Fire in the mind
Goddess of Learning
Saraswati, goddess of learning
Truth, greatness, universal order, strength, consecration, creative fervour, spiritual exaltation, sacrifice, support this earth. May this earth, the mistress of that which was and shall be, prepare for us a broad domain.

Artharva-veda* XII.1.1

Vasant Panchami is the festival dedicated to Saraswati, the Hindu goddess of learning. Celebrated on the fifth lunar day of the month of Magh, it usually occurs during January or February.

In India, schools are closed for the day, allowing students to participate in the festivities in the temple.
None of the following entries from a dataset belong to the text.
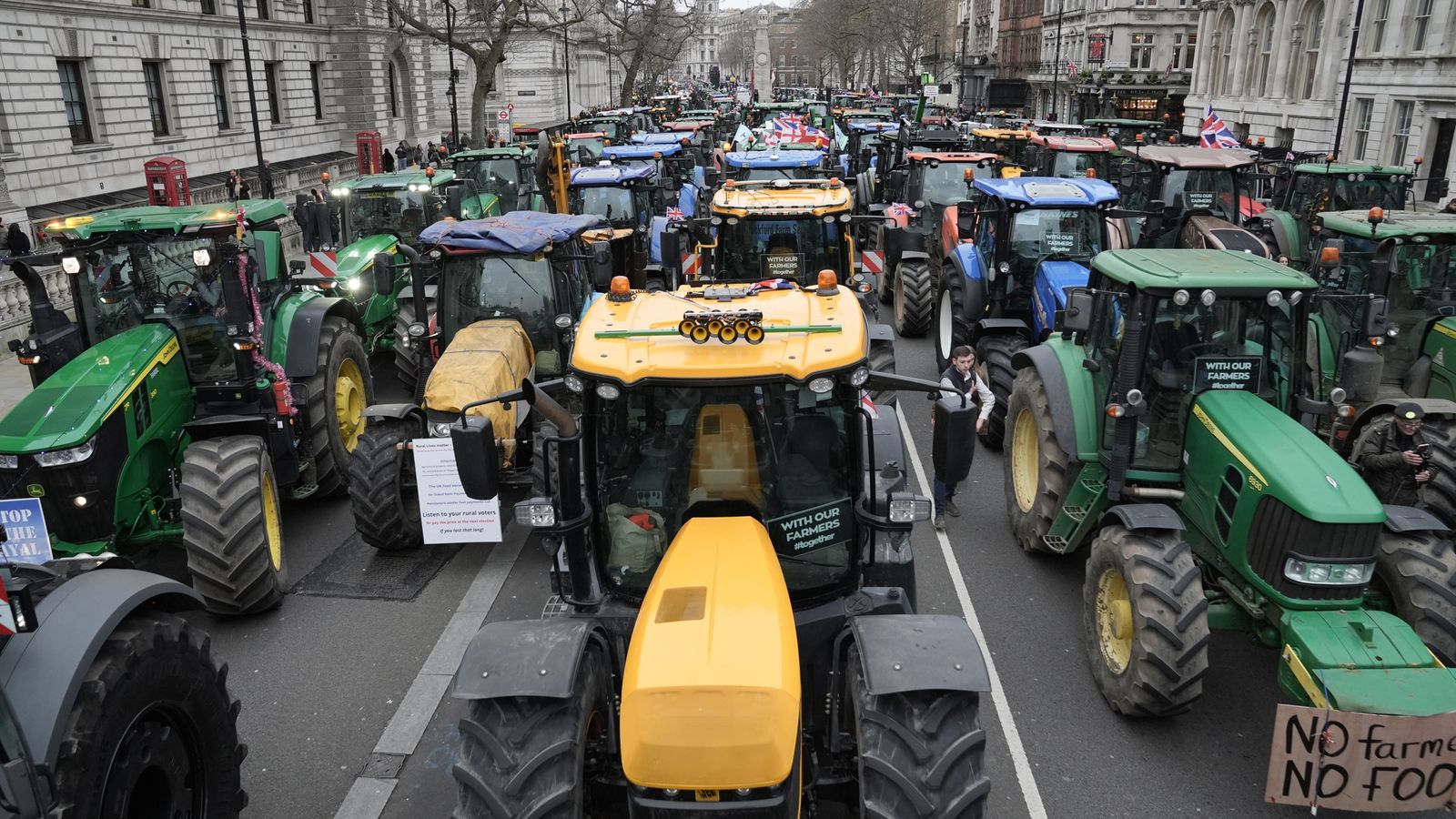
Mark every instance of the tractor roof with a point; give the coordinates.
(159, 217)
(797, 356)
(1077, 145)
(597, 175)
(783, 197)
(1193, 157)
(1198, 268)
(1395, 223)
(521, 232)
(1048, 191)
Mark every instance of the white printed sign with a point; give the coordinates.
(446, 513)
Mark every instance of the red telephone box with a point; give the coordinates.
(167, 181)
(369, 147)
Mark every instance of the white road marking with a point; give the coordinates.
(1018, 751)
(369, 794)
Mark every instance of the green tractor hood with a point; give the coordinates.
(1280, 458)
(67, 409)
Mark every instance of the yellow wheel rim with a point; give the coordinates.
(271, 525)
(1114, 620)
(349, 404)
(1024, 460)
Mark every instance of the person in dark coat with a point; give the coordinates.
(1392, 457)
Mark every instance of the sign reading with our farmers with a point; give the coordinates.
(1353, 761)
(446, 513)
(810, 530)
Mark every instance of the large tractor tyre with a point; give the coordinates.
(915, 298)
(383, 490)
(529, 755)
(230, 525)
(951, 329)
(153, 731)
(921, 753)
(407, 360)
(995, 353)
(335, 423)
(1417, 571)
(1034, 465)
(1147, 622)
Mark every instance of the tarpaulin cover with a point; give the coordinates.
(521, 232)
(484, 359)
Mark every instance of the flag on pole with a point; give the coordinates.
(1215, 133)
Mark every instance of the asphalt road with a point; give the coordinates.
(346, 712)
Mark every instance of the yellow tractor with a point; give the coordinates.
(732, 525)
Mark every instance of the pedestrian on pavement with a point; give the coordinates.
(963, 379)
(1394, 457)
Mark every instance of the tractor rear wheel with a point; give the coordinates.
(1034, 465)
(339, 392)
(529, 755)
(383, 490)
(153, 731)
(915, 298)
(1419, 573)
(921, 753)
(230, 525)
(996, 351)
(1147, 622)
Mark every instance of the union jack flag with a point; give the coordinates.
(1215, 133)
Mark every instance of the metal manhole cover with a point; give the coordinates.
(356, 570)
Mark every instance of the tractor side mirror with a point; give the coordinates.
(1077, 317)
(478, 460)
(383, 280)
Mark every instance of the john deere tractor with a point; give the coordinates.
(1155, 430)
(510, 290)
(1031, 241)
(734, 554)
(198, 383)
(378, 213)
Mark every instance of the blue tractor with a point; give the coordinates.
(1023, 244)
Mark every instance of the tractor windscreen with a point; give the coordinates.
(776, 452)
(797, 249)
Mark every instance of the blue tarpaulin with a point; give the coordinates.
(521, 232)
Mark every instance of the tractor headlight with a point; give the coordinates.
(66, 457)
(1310, 573)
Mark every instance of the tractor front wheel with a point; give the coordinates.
(915, 298)
(1036, 467)
(1419, 573)
(230, 525)
(996, 351)
(529, 755)
(921, 753)
(339, 392)
(383, 490)
(153, 731)
(1147, 622)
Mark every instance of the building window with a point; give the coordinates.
(1400, 130)
(220, 102)
(73, 96)
(1360, 137)
(274, 92)
(1421, 25)
(157, 98)
(317, 80)
(1314, 34)
(1142, 51)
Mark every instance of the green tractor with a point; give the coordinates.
(198, 383)
(510, 292)
(379, 212)
(1155, 429)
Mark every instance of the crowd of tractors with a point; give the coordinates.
(654, 334)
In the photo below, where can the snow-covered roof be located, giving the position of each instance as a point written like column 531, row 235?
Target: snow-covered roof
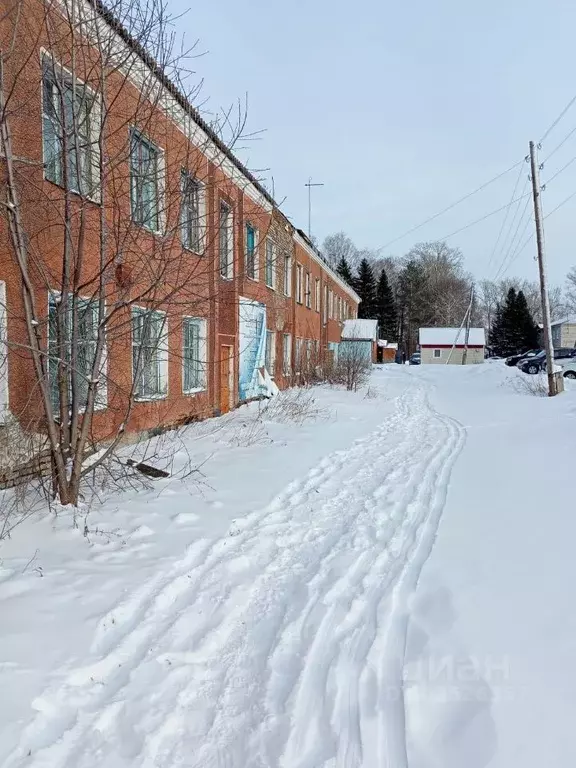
column 430, row 337
column 360, row 329
column 566, row 321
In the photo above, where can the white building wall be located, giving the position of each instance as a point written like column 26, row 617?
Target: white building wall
column 428, row 356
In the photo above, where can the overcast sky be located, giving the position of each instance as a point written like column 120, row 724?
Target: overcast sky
column 400, row 109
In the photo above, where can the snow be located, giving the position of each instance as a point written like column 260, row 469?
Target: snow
column 430, row 337
column 360, row 329
column 386, row 584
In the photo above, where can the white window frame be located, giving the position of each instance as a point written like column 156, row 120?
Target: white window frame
column 135, row 133
column 299, row 286
column 94, row 126
column 270, row 261
column 4, row 392
column 186, row 177
column 162, row 351
column 228, row 272
column 298, row 356
column 286, row 354
column 270, row 352
column 256, row 275
column 287, row 287
column 202, row 353
column 101, row 400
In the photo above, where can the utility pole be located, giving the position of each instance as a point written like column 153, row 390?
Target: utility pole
column 468, row 323
column 309, row 184
column 537, row 195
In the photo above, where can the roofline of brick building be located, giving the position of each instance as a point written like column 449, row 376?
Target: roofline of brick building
column 193, row 113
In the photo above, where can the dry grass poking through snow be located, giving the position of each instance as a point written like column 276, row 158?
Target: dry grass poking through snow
column 535, row 385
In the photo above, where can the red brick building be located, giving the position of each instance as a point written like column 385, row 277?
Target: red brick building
column 180, row 267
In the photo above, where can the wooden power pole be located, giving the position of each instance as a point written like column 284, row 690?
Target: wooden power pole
column 546, row 320
column 468, row 323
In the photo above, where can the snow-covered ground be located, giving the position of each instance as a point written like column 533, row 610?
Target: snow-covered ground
column 390, row 584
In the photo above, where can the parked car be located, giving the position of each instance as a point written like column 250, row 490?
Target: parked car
column 569, row 370
column 538, row 362
column 515, row 359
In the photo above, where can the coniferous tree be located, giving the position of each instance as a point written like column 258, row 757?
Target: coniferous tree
column 386, row 309
column 343, row 269
column 365, row 286
column 514, row 329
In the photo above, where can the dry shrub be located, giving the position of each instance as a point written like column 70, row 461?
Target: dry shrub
column 293, row 406
column 535, row 385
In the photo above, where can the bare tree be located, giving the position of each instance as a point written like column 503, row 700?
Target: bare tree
column 116, row 239
column 571, row 290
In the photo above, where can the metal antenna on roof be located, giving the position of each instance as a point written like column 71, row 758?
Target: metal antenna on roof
column 309, row 184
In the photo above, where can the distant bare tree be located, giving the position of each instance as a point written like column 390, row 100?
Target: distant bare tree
column 571, row 290
column 339, row 246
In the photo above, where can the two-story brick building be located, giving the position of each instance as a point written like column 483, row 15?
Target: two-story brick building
column 150, row 269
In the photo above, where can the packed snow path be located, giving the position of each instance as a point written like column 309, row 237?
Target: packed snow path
column 280, row 644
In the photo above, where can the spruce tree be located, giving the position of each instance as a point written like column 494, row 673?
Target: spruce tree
column 365, row 286
column 343, row 269
column 386, row 309
column 514, row 329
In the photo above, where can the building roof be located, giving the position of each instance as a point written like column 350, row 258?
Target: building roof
column 360, row 329
column 430, row 337
column 123, row 33
column 566, row 321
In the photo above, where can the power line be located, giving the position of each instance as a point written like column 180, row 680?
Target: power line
column 483, row 218
column 560, row 116
column 505, row 220
column 561, row 204
column 516, row 237
column 450, row 207
column 559, row 146
column 569, row 163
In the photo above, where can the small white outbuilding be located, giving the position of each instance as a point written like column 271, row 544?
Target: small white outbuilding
column 446, row 345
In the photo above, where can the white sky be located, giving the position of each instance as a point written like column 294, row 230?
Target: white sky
column 400, row 109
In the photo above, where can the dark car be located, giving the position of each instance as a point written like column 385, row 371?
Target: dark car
column 538, row 362
column 515, row 359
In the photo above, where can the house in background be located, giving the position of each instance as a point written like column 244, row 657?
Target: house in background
column 564, row 333
column 387, row 351
column 360, row 337
column 446, row 345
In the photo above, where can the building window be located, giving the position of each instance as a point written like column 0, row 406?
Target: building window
column 149, row 353
column 70, row 148
column 299, row 283
column 251, row 252
column 190, row 214
column 226, row 240
column 193, row 355
column 270, row 352
column 270, row 265
column 286, row 354
column 3, row 354
column 287, row 275
column 299, row 347
column 144, row 182
column 85, row 349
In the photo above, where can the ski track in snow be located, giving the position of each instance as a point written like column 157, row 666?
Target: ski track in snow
column 281, row 644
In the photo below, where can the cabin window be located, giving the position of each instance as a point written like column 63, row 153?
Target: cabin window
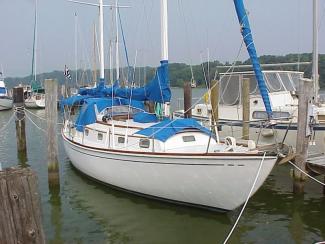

Considered to be a particularly auspicious day for the beginning of learning, parents often choose this day to teach their children their very first words.

*Veda, a Sanskrit word meaning ‘knowledge’, in this instance applied to the sacred knowledge of the Hindu religion. There are four collections (samhita) in the Veda: Rig-veda, Sama-veda, Yajur-veda and Artharva-veda.

Mustard fields, Pakistan

Vasant means ‘spring’, and the yellow worn by everyone on this day—including temple images of the goddess herself—symbolise the ripening of crops, most particularly the fields of flowering mustard, as in this picture of a field in Pakistan. Yellow sweets are exchanged, and the addition of saffron ensures that even the food appears laden with pollen.

This spring festival was adopted by Muslims during the 12th century, and at one celebration during the reign of the Mughal emperors, thousands of mustard coloured paper balloons, each containing a lit candle, were released into the air. Perhaps it was this practice that lead to the modern-day kite-flying contests that occur at this time.